Hier sollen nur die wichtigsten Daten zur Geschichte benannt werden. Besonders die Geschichte im 18. bis 20. Jahrhundert war sehr komplex, mit einer Vielzahl konkurrierender Akteure, und kann hier nicht im Einzelnen dargestellt werden.

Der Raum, der heute Afghanistan genannt wird, wurde erst zu einem Staat im 18. Jahrhundert. Es gibt verschiedene Daten, die als Gründungsdaten genannt werden, davor gehörten die in dem Raum lebenden Völker (bis heute despektierlich „Stämme“ genannt) verschiedenen und wechselnden Reichen an oder verwalteten sich selbst. Die wichtigsten dieser Völker sind die Paschtunen, die zwischen 35 und 70 Prozent der Bevölkerung ausmachen und teilweise auch im heutigen Pakistan leben. Sie werden gefolgt von den Tadschiken; ein Begriff, der lt. Schetter diejenigen bezeichnet, die keine Paschtunen sind, also eine Restkategorie darstellen, die keine der anderen Völker angehören. De Hazara sind die wichtigste schiitische Gruppe in dem ansonsten sunnitischen Land und vielfach Verfolgung ausgesetzt. Daneben gibt es eine Vielzahl weiterer Gruppen; eine Volkszählung, die ein genaueres Bild schaffen würde, hat es nie gegeben.

Im 18. Jahrhundert gründete eine Untergruppe der Paschtunen, die Durrani oder Abdali, ein Reich, das – mit wechselnden Herrschern – bis ins 19. Jahrhundert entstand.

Im 19. Jahrhundert wurde Afghanistan zum Spielball zwischen den konkurrierenden Mächten – der Kolonialmacht England im Osten, das den indischen Subkontinent kontrollierte, China im Nordosten, das expandierende Russland im Norden und dem Iran im Westen.

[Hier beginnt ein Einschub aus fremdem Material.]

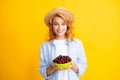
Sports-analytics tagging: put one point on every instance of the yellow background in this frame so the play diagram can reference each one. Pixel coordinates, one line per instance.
(22, 30)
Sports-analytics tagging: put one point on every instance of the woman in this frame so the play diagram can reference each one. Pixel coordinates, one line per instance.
(61, 42)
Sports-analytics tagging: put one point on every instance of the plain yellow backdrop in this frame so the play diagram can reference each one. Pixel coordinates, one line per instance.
(22, 30)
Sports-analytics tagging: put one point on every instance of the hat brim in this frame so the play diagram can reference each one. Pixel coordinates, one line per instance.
(58, 10)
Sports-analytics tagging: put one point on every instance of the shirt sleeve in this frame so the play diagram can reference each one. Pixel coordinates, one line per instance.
(81, 60)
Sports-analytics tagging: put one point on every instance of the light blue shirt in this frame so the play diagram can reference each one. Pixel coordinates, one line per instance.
(75, 51)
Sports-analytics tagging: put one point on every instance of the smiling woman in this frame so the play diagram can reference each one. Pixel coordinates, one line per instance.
(61, 42)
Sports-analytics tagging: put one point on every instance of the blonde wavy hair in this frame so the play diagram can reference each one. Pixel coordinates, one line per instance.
(69, 33)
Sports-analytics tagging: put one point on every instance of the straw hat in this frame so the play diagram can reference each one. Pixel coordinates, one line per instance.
(67, 14)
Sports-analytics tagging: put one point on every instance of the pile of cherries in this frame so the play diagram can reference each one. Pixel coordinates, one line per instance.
(62, 59)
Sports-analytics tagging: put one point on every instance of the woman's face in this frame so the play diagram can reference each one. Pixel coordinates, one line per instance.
(59, 27)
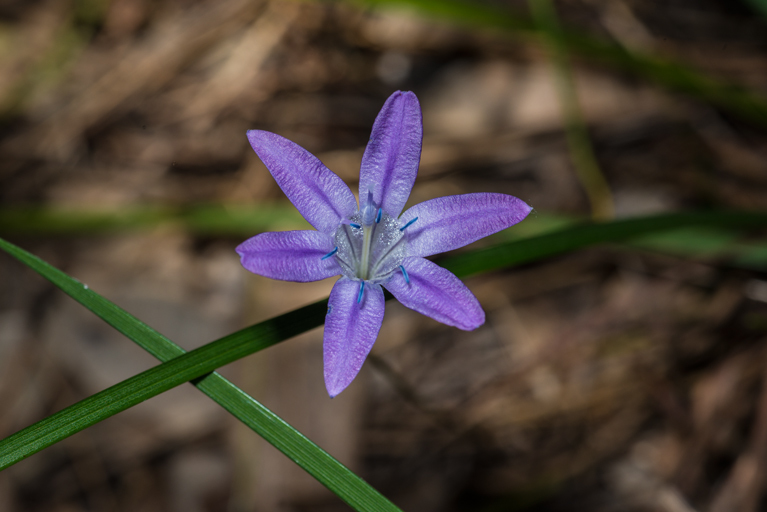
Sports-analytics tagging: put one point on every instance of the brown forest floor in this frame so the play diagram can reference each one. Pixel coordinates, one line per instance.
(606, 380)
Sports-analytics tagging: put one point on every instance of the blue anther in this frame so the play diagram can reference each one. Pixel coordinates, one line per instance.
(404, 273)
(362, 289)
(408, 224)
(331, 253)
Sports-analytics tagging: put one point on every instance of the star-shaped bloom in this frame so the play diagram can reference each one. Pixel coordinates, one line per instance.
(374, 245)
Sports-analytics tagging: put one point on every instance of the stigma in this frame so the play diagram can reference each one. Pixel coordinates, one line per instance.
(369, 246)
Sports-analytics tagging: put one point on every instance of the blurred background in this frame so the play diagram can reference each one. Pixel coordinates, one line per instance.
(619, 378)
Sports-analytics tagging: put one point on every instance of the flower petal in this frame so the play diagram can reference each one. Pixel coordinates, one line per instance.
(351, 328)
(290, 255)
(450, 222)
(322, 197)
(390, 163)
(436, 292)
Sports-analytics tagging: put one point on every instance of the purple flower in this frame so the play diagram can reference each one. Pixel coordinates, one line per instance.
(374, 245)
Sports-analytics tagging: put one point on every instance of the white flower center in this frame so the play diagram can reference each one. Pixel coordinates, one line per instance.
(370, 251)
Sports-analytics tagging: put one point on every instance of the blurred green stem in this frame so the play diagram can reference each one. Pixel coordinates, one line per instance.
(578, 140)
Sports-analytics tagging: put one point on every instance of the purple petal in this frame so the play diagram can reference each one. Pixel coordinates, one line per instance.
(351, 328)
(290, 255)
(322, 197)
(390, 162)
(436, 292)
(450, 222)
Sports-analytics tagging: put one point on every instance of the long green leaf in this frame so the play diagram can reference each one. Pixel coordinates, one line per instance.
(204, 359)
(182, 367)
(576, 237)
(666, 72)
(201, 219)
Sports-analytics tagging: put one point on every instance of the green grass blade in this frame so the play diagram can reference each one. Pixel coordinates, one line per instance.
(665, 72)
(200, 219)
(576, 237)
(183, 367)
(205, 359)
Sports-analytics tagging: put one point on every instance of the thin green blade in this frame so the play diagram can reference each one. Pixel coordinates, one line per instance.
(182, 367)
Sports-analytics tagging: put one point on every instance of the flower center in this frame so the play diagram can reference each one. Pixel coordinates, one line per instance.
(370, 251)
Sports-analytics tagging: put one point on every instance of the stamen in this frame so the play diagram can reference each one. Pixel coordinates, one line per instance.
(362, 289)
(404, 273)
(408, 224)
(368, 210)
(331, 253)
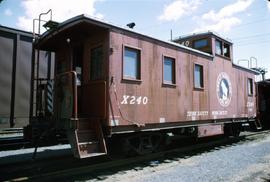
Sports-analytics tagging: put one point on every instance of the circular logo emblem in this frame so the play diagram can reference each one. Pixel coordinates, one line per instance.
(224, 89)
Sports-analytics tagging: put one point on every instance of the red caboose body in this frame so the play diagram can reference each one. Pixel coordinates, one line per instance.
(114, 81)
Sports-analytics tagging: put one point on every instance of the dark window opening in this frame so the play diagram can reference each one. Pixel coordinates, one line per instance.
(169, 70)
(226, 50)
(200, 43)
(198, 76)
(131, 64)
(250, 86)
(77, 62)
(96, 65)
(218, 47)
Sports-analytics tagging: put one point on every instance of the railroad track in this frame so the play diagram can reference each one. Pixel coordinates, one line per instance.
(76, 169)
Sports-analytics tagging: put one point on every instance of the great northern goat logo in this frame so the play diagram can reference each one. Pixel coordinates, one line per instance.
(224, 89)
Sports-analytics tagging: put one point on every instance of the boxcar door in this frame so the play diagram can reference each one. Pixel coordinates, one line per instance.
(94, 90)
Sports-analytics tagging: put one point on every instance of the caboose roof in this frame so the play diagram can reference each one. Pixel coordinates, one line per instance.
(84, 21)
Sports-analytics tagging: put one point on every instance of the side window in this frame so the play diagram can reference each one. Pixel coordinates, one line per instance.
(132, 63)
(250, 86)
(96, 64)
(168, 70)
(218, 47)
(200, 43)
(226, 50)
(198, 76)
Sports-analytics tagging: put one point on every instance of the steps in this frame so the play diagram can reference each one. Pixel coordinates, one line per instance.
(87, 140)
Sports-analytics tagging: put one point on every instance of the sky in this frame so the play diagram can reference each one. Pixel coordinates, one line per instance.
(245, 22)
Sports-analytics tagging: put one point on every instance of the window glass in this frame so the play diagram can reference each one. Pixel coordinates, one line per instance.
(198, 76)
(218, 47)
(132, 63)
(96, 65)
(226, 50)
(200, 43)
(168, 70)
(250, 86)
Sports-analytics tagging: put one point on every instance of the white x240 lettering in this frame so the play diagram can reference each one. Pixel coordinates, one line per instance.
(127, 99)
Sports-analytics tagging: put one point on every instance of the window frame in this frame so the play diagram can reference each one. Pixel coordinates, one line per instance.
(228, 46)
(103, 62)
(221, 47)
(139, 65)
(165, 82)
(201, 76)
(250, 87)
(207, 43)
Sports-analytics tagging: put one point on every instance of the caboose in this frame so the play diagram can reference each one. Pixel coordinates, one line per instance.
(113, 82)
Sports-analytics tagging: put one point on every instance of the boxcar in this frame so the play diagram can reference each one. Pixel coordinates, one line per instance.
(112, 81)
(15, 76)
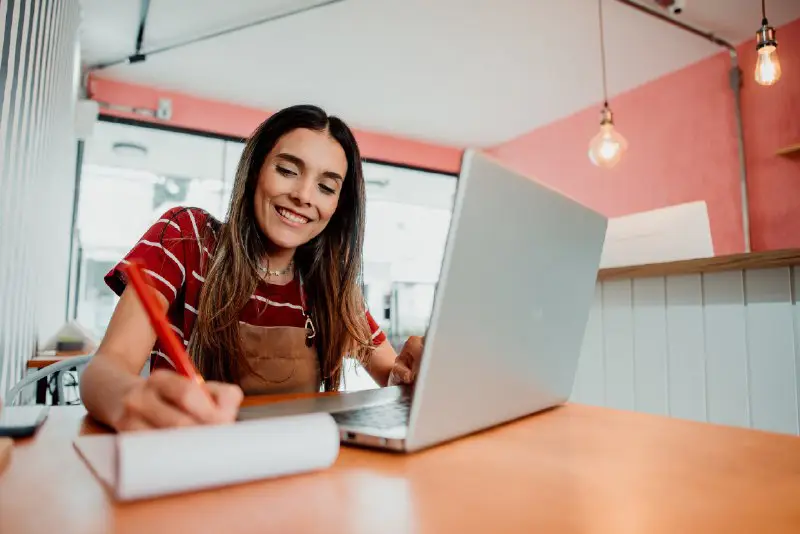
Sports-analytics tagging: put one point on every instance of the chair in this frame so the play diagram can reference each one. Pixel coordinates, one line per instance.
(73, 362)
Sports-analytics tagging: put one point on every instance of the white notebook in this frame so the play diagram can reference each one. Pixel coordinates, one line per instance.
(138, 465)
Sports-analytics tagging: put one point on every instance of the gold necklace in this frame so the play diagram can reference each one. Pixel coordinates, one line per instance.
(269, 272)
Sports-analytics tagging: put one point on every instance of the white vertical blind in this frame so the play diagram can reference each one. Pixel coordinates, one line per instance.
(37, 171)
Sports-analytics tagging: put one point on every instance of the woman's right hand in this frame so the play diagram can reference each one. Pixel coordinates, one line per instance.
(166, 399)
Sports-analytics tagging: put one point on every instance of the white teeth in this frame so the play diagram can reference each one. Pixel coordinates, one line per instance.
(292, 216)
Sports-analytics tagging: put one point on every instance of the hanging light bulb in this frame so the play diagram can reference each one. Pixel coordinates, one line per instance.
(607, 147)
(768, 67)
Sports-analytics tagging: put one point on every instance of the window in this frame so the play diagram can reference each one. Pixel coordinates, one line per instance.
(133, 174)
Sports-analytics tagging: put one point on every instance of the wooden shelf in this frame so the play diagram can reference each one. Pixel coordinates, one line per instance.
(791, 150)
(733, 262)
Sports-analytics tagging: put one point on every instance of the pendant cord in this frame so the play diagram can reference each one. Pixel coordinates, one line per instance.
(603, 52)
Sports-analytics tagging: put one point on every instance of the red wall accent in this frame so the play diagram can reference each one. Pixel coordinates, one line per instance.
(682, 147)
(240, 121)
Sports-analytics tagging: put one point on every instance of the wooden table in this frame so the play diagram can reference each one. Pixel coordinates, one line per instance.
(571, 469)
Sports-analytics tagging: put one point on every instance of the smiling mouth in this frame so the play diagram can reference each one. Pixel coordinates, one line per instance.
(291, 216)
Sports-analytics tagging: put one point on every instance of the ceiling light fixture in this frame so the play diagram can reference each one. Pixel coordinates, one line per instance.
(768, 67)
(607, 147)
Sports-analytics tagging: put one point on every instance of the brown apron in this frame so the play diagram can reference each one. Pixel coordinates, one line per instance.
(282, 359)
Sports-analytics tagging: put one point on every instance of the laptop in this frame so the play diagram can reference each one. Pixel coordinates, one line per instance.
(513, 299)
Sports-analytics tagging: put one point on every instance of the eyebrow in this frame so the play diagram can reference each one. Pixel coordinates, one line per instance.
(302, 164)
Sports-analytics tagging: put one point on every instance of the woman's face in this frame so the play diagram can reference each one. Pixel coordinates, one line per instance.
(299, 187)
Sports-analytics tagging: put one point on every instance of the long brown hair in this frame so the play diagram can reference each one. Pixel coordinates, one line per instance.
(330, 264)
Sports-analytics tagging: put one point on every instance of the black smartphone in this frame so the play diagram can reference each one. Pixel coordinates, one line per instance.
(21, 421)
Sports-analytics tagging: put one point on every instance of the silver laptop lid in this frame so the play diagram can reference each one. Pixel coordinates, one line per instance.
(511, 306)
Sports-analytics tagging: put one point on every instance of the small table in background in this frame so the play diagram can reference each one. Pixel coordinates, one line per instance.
(42, 360)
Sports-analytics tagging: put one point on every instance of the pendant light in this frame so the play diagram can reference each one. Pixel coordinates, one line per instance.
(607, 147)
(768, 67)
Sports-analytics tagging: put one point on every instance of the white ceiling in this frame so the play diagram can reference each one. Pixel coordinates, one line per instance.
(457, 72)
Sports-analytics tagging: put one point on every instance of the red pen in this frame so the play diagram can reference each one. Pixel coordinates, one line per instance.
(172, 345)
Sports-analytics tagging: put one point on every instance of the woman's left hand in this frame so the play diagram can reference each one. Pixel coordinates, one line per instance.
(406, 365)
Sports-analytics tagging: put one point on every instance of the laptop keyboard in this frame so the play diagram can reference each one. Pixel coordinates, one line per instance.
(381, 416)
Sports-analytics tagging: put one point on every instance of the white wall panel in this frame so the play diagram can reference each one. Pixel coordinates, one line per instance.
(719, 347)
(618, 344)
(726, 349)
(650, 346)
(770, 347)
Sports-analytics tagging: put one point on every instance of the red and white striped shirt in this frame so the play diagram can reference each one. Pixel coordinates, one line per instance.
(170, 252)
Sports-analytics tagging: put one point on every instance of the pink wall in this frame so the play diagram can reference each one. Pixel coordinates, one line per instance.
(230, 119)
(682, 147)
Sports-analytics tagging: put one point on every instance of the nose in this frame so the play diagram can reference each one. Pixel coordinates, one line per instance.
(302, 191)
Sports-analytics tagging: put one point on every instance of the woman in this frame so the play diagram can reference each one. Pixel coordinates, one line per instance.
(266, 302)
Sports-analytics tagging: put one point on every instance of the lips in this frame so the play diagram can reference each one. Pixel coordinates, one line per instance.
(291, 217)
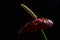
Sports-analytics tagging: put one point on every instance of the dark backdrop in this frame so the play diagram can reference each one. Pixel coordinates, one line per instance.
(42, 8)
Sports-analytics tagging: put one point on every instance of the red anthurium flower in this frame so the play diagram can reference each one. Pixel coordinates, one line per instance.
(37, 24)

Der erste anglo-afghanische Krieg im „Great Game“ (1839–1842) endete mit einer dramatischen Niederlage der Briten, die der deutsche Dichter Theodor Fontane in seiner Ballade „Das Trauerspiel von Afghanistan“ besang.

Der zweite anglo-afghanische Krieg (1878–1880) endete für die Kolonialmacht nach einigen Niederlagen und Massakern nicht mit einer völligen Niederlage. Er brachte Emir Abdur Rahman (1880-1991) an die Macht in Kabul, während sein Konkurrent Herat kontrollierte und England Kandahar. Schließlich wurden die bis heute geltenden Grenzen Afghanistans festgelegt, mit dem Durand-Vertrag, der am 12. November 1893 geschlossen wurde und den Verlauf der östlichen und südlichen Grenze Afghanistans bestimmte. Die sog. Durand-Linie war eine klassische koloniale Grenzziehung, die zwischen England und Russland vereinbart wurde und die Territorien zahlreicher Völker Afghanistans durchschnitt (s. Schetter 2017, S.70f). Afghanistan erkennt die Grenze nicht an.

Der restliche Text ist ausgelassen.